We study an oracle setting to compare the length-extrapolative behavior of networks trained to predict EOS (+EOS) with networks not trained to (-EOS)
We find that -EOS substantially outperforms +EOS, for example extrapolating well to lengths 10 times longer than those seen at training time in a bracket closing task.
- Score: 103.7271774593922
- License: http://arxiv.org/licenses/nonexclusive-distrib/1.0/
- Abstract: Extrapolation to unseen sequence lengths is a challenge for neural generative
models of language. In this work, we characterize the effect on length
extrapolation of a modeling decision often overlooked: predicting the end of
the generative process through the use of a special end-of-sequence (EOS)
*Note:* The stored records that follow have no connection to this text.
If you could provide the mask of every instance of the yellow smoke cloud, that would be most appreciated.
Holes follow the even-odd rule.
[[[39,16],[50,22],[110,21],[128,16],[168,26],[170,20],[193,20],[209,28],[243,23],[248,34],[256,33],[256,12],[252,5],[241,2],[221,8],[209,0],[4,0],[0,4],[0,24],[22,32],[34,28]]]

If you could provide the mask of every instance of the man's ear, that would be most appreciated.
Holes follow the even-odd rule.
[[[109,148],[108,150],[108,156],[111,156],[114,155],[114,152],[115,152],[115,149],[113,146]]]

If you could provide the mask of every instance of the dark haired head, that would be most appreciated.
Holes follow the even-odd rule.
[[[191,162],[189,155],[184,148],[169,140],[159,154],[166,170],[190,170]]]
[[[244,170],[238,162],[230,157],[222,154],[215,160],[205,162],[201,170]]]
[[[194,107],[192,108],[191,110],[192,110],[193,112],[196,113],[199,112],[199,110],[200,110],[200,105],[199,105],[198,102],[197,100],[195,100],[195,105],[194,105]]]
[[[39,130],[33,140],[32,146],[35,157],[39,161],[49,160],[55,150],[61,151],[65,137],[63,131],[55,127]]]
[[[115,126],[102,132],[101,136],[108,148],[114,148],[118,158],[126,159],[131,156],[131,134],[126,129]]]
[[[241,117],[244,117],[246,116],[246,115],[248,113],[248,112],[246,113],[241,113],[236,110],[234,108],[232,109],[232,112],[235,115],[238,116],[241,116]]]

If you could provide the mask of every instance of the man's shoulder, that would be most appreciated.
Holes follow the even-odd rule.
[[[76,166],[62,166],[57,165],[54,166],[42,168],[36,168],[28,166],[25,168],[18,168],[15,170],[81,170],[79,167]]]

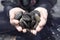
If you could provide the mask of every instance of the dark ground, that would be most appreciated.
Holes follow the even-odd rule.
[[[1,0],[0,0],[1,1]],[[0,3],[0,12],[3,11],[3,6],[1,5]],[[55,40],[60,40],[60,0],[57,1],[57,4],[53,7],[53,21],[52,21],[52,25],[54,25],[52,28],[51,28],[51,31],[52,31],[52,34],[53,36],[55,37]],[[5,28],[6,27],[9,27],[7,30],[9,31],[9,29],[11,29],[11,25],[9,24],[8,20],[6,19],[6,15],[3,14],[3,13],[0,13],[0,27],[2,28]],[[0,31],[3,31],[0,29]],[[2,35],[2,37],[5,37],[6,39],[5,40],[9,40],[9,38],[12,38],[11,37],[7,37],[7,36],[4,36]],[[3,38],[1,38],[0,36],[0,40],[3,40]]]

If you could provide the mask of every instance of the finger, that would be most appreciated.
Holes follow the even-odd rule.
[[[36,30],[31,30],[31,33],[36,35],[37,34],[37,31]]]
[[[40,28],[39,26],[36,27],[36,31],[37,31],[37,32],[41,31],[41,28]]]
[[[23,29],[23,33],[26,33],[27,32],[27,30],[26,29]]]
[[[19,21],[16,20],[16,19],[13,19],[13,20],[10,20],[10,23],[11,23],[12,25],[17,25],[17,24],[19,24]]]
[[[16,29],[17,29],[19,32],[22,31],[22,27],[21,27],[21,26],[15,26],[15,27],[16,27]]]

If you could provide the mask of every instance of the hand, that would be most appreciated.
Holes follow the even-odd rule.
[[[47,16],[48,16],[48,12],[45,8],[42,7],[38,7],[35,10],[38,10],[40,12],[40,22],[36,27],[36,30],[31,30],[31,33],[36,35],[37,32],[40,32],[43,29],[43,26],[46,24],[47,22]]]
[[[19,31],[19,32],[26,32],[26,29],[22,29],[22,27],[21,26],[19,26],[19,20],[16,20],[14,17],[15,17],[15,15],[16,15],[16,13],[18,13],[18,12],[20,12],[20,11],[22,11],[22,12],[25,12],[23,9],[21,9],[21,8],[18,8],[18,7],[16,7],[16,8],[13,8],[13,9],[11,9],[10,11],[9,11],[9,16],[10,16],[10,23],[12,24],[12,25],[14,25],[15,26],[15,28]]]

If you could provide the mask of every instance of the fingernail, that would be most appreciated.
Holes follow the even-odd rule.
[[[35,30],[32,30],[31,31],[34,35],[36,35],[37,34],[37,32],[35,31]]]
[[[22,28],[21,27],[16,27],[18,31],[22,31]]]
[[[26,33],[26,29],[23,29],[23,32]]]

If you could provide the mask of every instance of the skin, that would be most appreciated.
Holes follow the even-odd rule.
[[[47,10],[46,10],[45,8],[42,8],[42,7],[35,8],[34,10],[39,11],[39,12],[40,12],[40,15],[41,15],[41,17],[40,17],[40,20],[41,20],[41,21],[39,22],[38,26],[36,27],[36,30],[30,30],[32,34],[36,35],[37,32],[40,32],[40,31],[43,29],[44,25],[46,24],[48,12],[47,12]],[[19,11],[25,12],[25,10],[23,10],[23,9],[21,9],[21,8],[18,8],[18,7],[13,8],[13,9],[11,9],[11,10],[9,11],[10,23],[11,23],[12,25],[14,25],[15,28],[16,28],[19,32],[22,31],[23,33],[26,33],[27,30],[26,30],[26,29],[22,29],[22,27],[19,26],[19,21],[16,20],[16,19],[14,19],[15,14],[16,14],[17,12],[19,12]]]

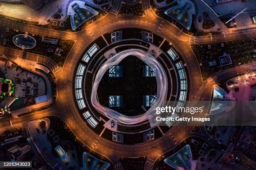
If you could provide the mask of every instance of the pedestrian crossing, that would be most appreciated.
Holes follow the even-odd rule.
[[[26,5],[21,3],[12,3],[6,4],[6,6],[10,8],[13,9],[24,9],[28,8]]]

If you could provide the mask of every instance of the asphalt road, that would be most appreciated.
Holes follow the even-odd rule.
[[[116,13],[120,5],[120,1],[117,1],[113,5],[113,13],[110,12],[102,18],[89,25],[86,29],[75,33],[49,30],[0,19],[0,25],[2,26],[35,34],[76,41],[74,46],[67,57],[63,69],[56,72],[54,71],[54,64],[49,67],[56,72],[56,76],[58,79],[57,82],[57,97],[54,105],[46,110],[18,118],[13,119],[13,124],[26,123],[31,119],[46,115],[57,116],[68,124],[72,132],[84,145],[109,158],[116,170],[122,169],[118,160],[119,157],[146,156],[152,160],[156,160],[159,155],[175,147],[189,136],[194,127],[176,126],[160,138],[150,142],[133,145],[115,143],[95,133],[85,124],[84,121],[77,111],[76,102],[74,101],[73,96],[74,87],[72,84],[75,66],[79,62],[83,50],[94,40],[112,30],[124,28],[146,29],[166,38],[174,44],[187,64],[189,74],[187,76],[189,78],[189,84],[190,88],[188,100],[198,100],[210,98],[213,85],[218,80],[218,76],[213,75],[205,82],[202,81],[200,68],[189,43],[205,44],[256,37],[256,30],[255,30],[243,32],[242,33],[239,32],[227,33],[225,37],[223,35],[215,35],[214,38],[212,37],[211,38],[210,35],[202,37],[190,36],[180,32],[180,30],[174,25],[156,16],[150,8],[148,0],[143,1],[143,8],[147,16],[146,18],[134,16],[116,17],[114,14]],[[3,47],[0,48],[0,52],[4,52],[8,57],[17,57],[19,52],[17,51],[18,50],[7,49]],[[37,60],[37,56],[33,54],[28,53],[27,58],[35,60]],[[49,65],[51,64],[52,63],[49,64]],[[241,71],[246,71],[248,68],[244,68],[244,70]],[[225,74],[221,75],[222,77],[225,77],[229,72],[231,72],[229,70],[227,70]],[[9,126],[9,125],[7,122],[1,123],[0,128],[3,128]],[[149,163],[151,162],[148,162]],[[150,165],[148,166],[152,167]]]

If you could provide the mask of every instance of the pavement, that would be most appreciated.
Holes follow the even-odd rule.
[[[120,1],[117,1],[116,3],[114,3],[113,8],[115,10],[113,10],[114,12],[110,12],[85,29],[74,33],[49,30],[0,19],[0,25],[5,27],[18,28],[19,30],[31,33],[76,41],[67,57],[63,69],[55,72],[55,76],[58,79],[57,97],[55,104],[46,110],[18,118],[12,118],[12,123],[27,122],[32,119],[46,115],[57,116],[67,124],[78,140],[92,150],[108,158],[113,163],[116,170],[123,169],[118,160],[120,157],[147,156],[148,158],[155,160],[159,155],[172,149],[189,136],[194,127],[192,126],[175,126],[164,136],[158,139],[150,142],[133,145],[112,142],[99,136],[92,131],[85,124],[77,111],[76,102],[73,97],[72,82],[76,65],[79,61],[83,50],[96,38],[118,29],[138,28],[152,31],[172,42],[187,64],[188,73],[187,76],[189,78],[190,91],[193,92],[190,93],[188,100],[209,101],[211,98],[213,85],[217,81],[229,76],[232,77],[236,74],[244,72],[253,68],[255,69],[256,68],[255,63],[243,65],[239,66],[241,67],[234,68],[216,73],[206,81],[202,82],[200,68],[190,48],[190,44],[210,43],[256,37],[256,29],[230,32],[225,35],[220,34],[215,35],[213,38],[210,35],[193,37],[180,32],[175,25],[156,16],[151,8],[148,0],[142,1],[146,18],[135,16],[116,18],[114,14],[118,9]],[[2,47],[1,48],[3,50]],[[15,50],[8,50],[10,56],[17,55],[17,52],[15,53]],[[5,52],[5,54],[9,56],[8,52]],[[27,55],[27,59],[35,60],[36,58],[36,55],[33,54]],[[8,122],[0,123],[0,129],[9,126]]]

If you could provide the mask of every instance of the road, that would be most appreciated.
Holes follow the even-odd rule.
[[[63,67],[64,69],[56,72],[54,64],[52,61],[49,62],[50,68],[55,72],[58,79],[57,97],[56,102],[50,109],[12,120],[13,124],[25,124],[37,118],[46,115],[57,116],[65,121],[78,139],[84,145],[95,151],[108,157],[114,165],[116,170],[122,169],[118,158],[120,157],[135,157],[147,156],[148,159],[155,160],[159,156],[176,146],[187,136],[193,129],[192,126],[175,126],[161,138],[151,142],[138,145],[123,145],[116,143],[99,137],[86,125],[77,111],[76,102],[73,98],[73,77],[75,68],[83,50],[101,35],[112,30],[124,28],[138,28],[145,29],[159,35],[172,42],[187,64],[189,77],[190,92],[188,100],[210,100],[213,85],[220,76],[225,77],[227,73],[232,72],[227,70],[223,75],[213,75],[206,82],[202,81],[201,71],[197,58],[190,46],[190,44],[205,44],[214,42],[228,41],[231,40],[240,40],[256,37],[256,29],[246,32],[235,32],[212,36],[193,37],[187,35],[174,25],[155,15],[150,8],[149,1],[143,0],[142,4],[146,17],[123,16],[116,17],[115,15],[119,9],[120,0],[115,1],[112,12],[87,26],[86,29],[76,32],[67,32],[41,27],[26,25],[12,21],[0,18],[0,25],[29,33],[55,37],[58,38],[73,40],[76,41],[74,47],[68,55]],[[17,57],[18,50],[1,47],[3,51],[8,57]],[[28,53],[27,59],[37,60],[37,55]],[[43,56],[39,56],[40,60]],[[44,60],[45,59],[44,59]],[[43,61],[44,62],[44,61]],[[244,71],[248,68],[242,71]],[[237,70],[238,71],[238,70]],[[224,75],[224,76],[223,76]],[[9,126],[8,122],[0,124],[0,128]],[[150,167],[151,161],[148,161]]]

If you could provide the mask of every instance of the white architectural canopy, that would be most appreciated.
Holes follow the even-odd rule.
[[[110,66],[118,65],[129,55],[136,56],[150,67],[155,69],[157,85],[157,94],[155,102],[144,114],[135,116],[128,116],[101,105],[97,100],[97,89],[101,79]],[[150,119],[156,115],[156,108],[163,107],[166,100],[168,87],[167,77],[161,64],[150,54],[138,49],[129,49],[122,51],[108,60],[101,66],[96,76],[92,86],[91,100],[92,106],[100,113],[110,119],[125,124],[134,124]]]

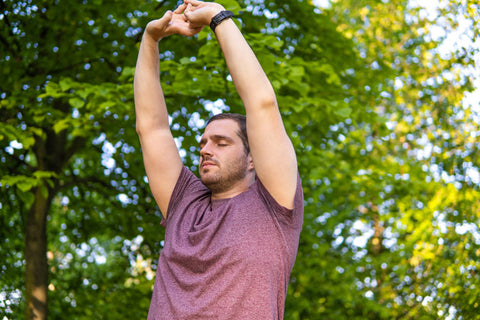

vocabulary item. We study an oracle setting - forcing models to generate to the
correct sequence length at test time - to compare the length-extrapolative
behavior of networks trained to predict EOS (+EOS) with networks not trained to
(-EOS). We find that -EOS substantially outperforms +EOS, for example
extrapolating well to lengths 10 times longer than those seen at training time
in a bracket closing task, as well as achieving a 40% improvement over +EOS in
the difficult SCAN dataset length generalization task. By comparing the hidden
states and dynamics of -EOS and +EOS models, we observe that +EOS models fail
to generalize because they (1) unnecessarily stratify their hidden states by
their linear position is a sequence (structures we call length manifolds) or
(2) get stuck in clusters (which we refer to as length attractors) once the EOS
token is the highest-probability prediction.